In its recent decision, Grasshopper Solar Corporation v. Independent Electricity System Operator, 2020 ONCA 499, the Ontario Court of Appeal considered the application of the doctrine of estoppel by convention as articulated by the Supreme Court of Canada in Ryan v. Moore, 2005 SCC 38 (“Moore”).
The appellants were renewable energy companies that entered into Feed in Tariff (“FIT”) Contracts in 2016 with the respondent, the Crown agency responsible for Ontario’s power system, for the construction of solar facilities that would provide energy to the Ontario electricity grid. The contracts provided that “time is of the essence” and that the appellants (who are called “Suppliers” in the contracts) achieve commercial operation “in a timely manner” and by a defined “Milestone Date”, which was in September 2019. The contracts provided that if the Suppliers failed to perform any material covenant or obligation under the contracts, the respondent could terminate the contracts.
In 2013 (three years before the appellants entered into the FIT Contracts), the respondent’s predecessor agency, Ontario Power Authority (“OPA”), had published a bulletin advising that OPA would not act upon its termination rights arising in the FIT Contracts if a Supplier did not attain commercial operation by the Milestone Date. However, the 2013 bulletin indicated that it was “for informational purposes only and shall not be relied on by Suppliers” and that “[t]his information does not constitute a waiver of any actual or potential default, nor does it amend the FIT Contract”.
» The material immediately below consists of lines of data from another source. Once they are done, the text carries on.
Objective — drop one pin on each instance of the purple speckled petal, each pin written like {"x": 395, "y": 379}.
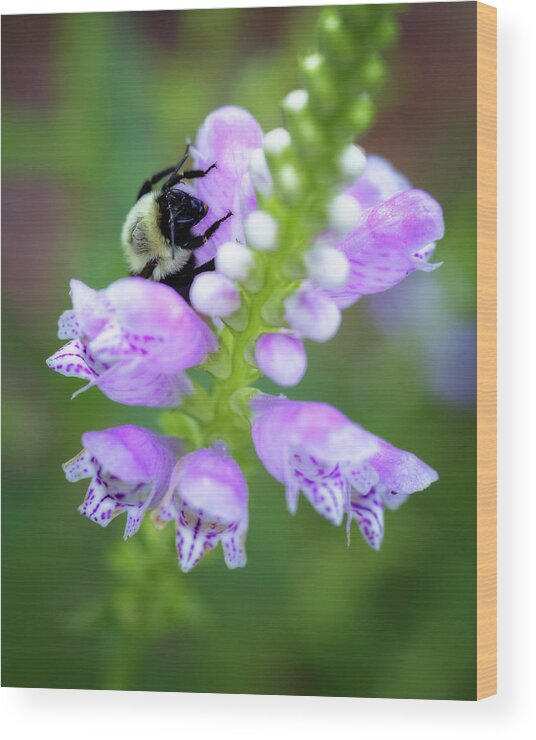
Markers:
{"x": 386, "y": 245}
{"x": 136, "y": 384}
{"x": 379, "y": 182}
{"x": 227, "y": 137}
{"x": 90, "y": 309}
{"x": 133, "y": 340}
{"x": 367, "y": 510}
{"x": 210, "y": 496}
{"x": 156, "y": 322}
{"x": 129, "y": 467}
{"x": 391, "y": 499}
{"x": 313, "y": 449}
{"x": 400, "y": 471}
{"x": 282, "y": 428}
{"x": 133, "y": 453}
{"x": 209, "y": 480}
{"x": 68, "y": 326}
{"x": 326, "y": 490}
{"x": 71, "y": 360}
In March 2019, the respondent sent a letter to Suppliers to remind them of the September 2019 Milestone Date for commercial operation and making clear that the respondent would terminate FIT Contracts with any Suppliers that did not meet the deadline. In response, the appellants brought applications for a determination of their rights under the FIT Contracts.
The court concluded that the provisions of the FIT Contracts, properly construed, gave the respondent the right to terminate the contracts without any compensation if Suppliers failed to attain commercial operation by the Milestone Date. Of particular importance to the court was the “time is of the essence” provision, which the court held was a material covenant.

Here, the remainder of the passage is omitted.